The user asks: "What are the main arguments for and against universal basic income, based on recent research?" The agent calls web search with a relevant query, receives a list of URLs, fetches the most relevant page, summarizes it, then searches again for the opposing perspective, fetches and summarizes that result, and finally synthesizes both summaries into a balanced answer.

This entire flow runs through the same thirty-line agent loop. No framework is required. The logic is explicit, the tool calls are traceable, and the error handling is entirely under your control. That transparency is exactly what makes this approach preferable for production AI orchestration logic.

Benefits of Building From Scratch#

The most immediate benefit is debuggability. When you implement the agent loop yourself, every variable is accessible, every decision is logged, and every failure has a traceable cause. That makes the difference between a thirty-minute debugging session and a three-day one.

The second benefit is cost control. Frameworks often make conservative choices about context window usage and retry behavior that result in unnecessary API calls. A custom implementation lets you optimize the conversation history aggressively, truncating or summarizing older turns to reduce token consumption without sacrificing reasoning quality.

The third benefit is portability. An agent built against the OpenAI function calling API can be adapted to any model that supports the same interface, including Anthropic's Claude, Google's Gemini, or locally hosted models via compatible APIs. Framework lock-in is a real migration cost that bare-metal implementations avoid entirely.

Limitations to Keep in Mind#

Building from scratch does require more upfront investment than reaching for a framework. You will write boilerplate that LangChain would have provided automatically, and you will need to implement things like conversation summarization and tool result formatting yourself if your use case requires them.

Complexity also scales with capability. A single-agent loop is simple. A system with multiple specialized agents that delegate tasks to each other, share memory, and coordinate through a shared state requires significantly more careful design. For those use cases, a lightweight framework or a well-structured internal library may be worth the abstraction cost.

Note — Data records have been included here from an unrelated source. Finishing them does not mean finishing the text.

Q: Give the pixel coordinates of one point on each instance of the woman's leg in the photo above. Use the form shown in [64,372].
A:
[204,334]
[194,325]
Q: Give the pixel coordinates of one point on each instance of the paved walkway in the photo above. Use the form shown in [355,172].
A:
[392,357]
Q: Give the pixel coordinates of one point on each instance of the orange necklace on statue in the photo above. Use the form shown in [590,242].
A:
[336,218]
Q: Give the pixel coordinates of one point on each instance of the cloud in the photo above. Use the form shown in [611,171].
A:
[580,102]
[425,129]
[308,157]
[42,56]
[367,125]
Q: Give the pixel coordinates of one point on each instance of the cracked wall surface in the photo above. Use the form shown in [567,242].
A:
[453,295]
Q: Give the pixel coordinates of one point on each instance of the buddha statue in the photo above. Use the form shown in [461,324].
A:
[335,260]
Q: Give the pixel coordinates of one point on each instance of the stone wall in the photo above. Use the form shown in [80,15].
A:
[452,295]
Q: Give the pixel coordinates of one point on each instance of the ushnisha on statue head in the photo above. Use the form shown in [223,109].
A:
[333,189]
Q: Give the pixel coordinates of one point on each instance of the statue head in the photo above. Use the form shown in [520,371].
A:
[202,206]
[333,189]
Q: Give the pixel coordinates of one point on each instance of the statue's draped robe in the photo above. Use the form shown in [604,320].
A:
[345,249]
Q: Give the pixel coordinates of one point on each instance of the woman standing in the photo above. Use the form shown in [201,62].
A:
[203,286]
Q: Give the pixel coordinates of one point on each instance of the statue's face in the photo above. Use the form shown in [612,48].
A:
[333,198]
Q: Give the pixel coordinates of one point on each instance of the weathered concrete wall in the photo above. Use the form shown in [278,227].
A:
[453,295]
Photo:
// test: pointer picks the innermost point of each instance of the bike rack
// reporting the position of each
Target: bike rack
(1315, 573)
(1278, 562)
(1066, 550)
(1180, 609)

The goal is not to avoid frameworks forever. It is to understand the mechanics well enough that you can evaluate framework choices critically and debug them confidently when they behave unexpectedly.

Conclusion#

Building AI agents from scratch is one of the highest-leverage skills a developer working with large language models can develop. The agent loop is not complex, the tool calling mechanism is well-documented, and the debugging advantages of a transparent implementation pay dividends immediately.

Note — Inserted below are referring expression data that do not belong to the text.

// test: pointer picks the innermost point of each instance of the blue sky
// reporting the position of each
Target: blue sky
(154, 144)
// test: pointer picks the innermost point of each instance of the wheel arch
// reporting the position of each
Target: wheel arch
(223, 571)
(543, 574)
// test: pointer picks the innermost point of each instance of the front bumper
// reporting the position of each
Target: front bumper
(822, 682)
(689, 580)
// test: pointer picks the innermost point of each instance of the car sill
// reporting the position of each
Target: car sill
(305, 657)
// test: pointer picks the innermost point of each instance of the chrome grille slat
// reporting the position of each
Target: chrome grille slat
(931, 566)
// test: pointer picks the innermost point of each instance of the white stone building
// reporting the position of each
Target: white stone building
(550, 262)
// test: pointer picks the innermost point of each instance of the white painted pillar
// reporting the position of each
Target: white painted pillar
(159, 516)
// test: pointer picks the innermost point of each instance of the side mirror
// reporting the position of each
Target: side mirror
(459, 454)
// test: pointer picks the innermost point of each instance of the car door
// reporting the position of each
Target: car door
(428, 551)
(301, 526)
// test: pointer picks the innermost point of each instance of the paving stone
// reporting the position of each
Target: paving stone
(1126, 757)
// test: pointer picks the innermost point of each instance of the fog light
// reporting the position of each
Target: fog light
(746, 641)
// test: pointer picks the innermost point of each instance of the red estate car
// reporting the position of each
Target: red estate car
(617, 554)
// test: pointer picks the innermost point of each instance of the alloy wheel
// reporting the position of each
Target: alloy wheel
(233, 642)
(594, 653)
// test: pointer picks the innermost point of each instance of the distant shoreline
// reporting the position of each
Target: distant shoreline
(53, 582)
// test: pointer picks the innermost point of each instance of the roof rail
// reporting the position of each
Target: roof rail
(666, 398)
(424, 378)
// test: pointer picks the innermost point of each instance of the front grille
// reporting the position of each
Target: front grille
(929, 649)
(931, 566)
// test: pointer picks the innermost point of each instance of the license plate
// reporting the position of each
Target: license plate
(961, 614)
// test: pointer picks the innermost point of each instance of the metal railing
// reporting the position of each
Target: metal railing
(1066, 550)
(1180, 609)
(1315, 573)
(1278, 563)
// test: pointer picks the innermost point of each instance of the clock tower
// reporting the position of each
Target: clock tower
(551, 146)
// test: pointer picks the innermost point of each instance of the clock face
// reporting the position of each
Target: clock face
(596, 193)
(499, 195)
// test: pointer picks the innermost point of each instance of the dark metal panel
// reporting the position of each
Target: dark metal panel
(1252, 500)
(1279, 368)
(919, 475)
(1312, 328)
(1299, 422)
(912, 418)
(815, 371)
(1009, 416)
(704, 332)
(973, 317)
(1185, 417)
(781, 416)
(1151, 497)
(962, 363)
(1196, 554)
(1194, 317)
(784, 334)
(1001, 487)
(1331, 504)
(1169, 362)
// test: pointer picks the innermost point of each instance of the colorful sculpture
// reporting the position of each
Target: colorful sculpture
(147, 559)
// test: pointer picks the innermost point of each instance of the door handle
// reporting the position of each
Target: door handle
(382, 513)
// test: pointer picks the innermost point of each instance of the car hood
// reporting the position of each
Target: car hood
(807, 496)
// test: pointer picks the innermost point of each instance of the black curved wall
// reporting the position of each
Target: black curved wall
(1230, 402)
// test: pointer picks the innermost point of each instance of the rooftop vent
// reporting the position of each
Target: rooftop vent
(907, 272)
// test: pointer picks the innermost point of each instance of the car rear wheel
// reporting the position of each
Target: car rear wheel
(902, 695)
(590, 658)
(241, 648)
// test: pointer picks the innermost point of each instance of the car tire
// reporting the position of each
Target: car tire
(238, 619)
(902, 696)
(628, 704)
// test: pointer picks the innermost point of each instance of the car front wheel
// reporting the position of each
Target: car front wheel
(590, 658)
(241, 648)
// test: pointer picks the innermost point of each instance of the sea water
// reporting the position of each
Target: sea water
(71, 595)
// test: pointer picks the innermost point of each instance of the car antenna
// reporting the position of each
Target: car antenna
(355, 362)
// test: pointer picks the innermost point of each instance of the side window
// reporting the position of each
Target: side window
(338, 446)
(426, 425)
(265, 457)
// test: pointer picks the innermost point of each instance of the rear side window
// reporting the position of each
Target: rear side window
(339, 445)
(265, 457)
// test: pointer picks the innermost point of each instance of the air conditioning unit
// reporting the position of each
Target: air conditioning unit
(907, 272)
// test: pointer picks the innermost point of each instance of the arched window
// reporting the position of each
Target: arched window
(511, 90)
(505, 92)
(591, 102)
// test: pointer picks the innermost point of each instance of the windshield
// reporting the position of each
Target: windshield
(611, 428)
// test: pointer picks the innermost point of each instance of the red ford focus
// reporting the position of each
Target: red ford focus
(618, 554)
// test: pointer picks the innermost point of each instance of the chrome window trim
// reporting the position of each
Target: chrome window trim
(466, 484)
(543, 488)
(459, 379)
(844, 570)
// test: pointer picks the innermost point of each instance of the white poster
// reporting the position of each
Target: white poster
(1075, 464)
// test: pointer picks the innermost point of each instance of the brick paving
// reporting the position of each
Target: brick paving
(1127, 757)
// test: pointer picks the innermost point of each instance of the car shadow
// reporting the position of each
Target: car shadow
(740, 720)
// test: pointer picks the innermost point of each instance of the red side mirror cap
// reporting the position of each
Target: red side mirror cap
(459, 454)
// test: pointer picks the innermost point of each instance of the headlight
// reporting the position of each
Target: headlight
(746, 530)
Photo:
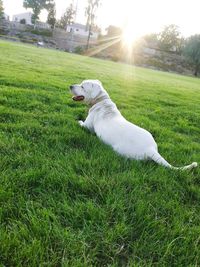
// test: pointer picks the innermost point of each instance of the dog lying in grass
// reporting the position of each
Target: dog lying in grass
(112, 128)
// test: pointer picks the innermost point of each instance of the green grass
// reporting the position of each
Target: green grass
(66, 199)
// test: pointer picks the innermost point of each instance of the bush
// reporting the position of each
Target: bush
(46, 33)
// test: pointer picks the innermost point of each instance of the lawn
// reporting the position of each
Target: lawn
(66, 199)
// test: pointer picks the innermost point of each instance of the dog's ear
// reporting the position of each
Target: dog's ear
(96, 89)
(99, 82)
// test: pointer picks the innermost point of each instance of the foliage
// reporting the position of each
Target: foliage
(90, 14)
(170, 39)
(113, 31)
(79, 50)
(66, 198)
(192, 52)
(51, 18)
(151, 39)
(1, 10)
(67, 18)
(37, 6)
(23, 21)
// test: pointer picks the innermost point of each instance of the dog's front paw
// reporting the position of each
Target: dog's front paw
(81, 123)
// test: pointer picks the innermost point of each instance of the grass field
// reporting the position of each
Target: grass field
(66, 199)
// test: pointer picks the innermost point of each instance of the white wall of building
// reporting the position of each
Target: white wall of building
(27, 16)
(81, 31)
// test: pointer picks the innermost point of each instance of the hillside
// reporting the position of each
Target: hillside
(66, 199)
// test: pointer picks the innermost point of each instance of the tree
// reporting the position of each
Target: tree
(37, 6)
(192, 52)
(90, 13)
(1, 10)
(114, 31)
(67, 18)
(170, 38)
(51, 19)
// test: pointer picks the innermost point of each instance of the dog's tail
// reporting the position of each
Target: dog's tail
(155, 156)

Start with a single tool and a single-purpose agent. Get the loop working, instrument the conversation history, and add error handling before expanding capability. Once you have built one agent from scratch, the internal architecture of every framework you encounter will make immediate sense, and you will be far better equipped to use them well or replace them when necessary.

The best way to understand how AI agents work internally is to build one yourself. Thirty lines of Python is all it takes to get started.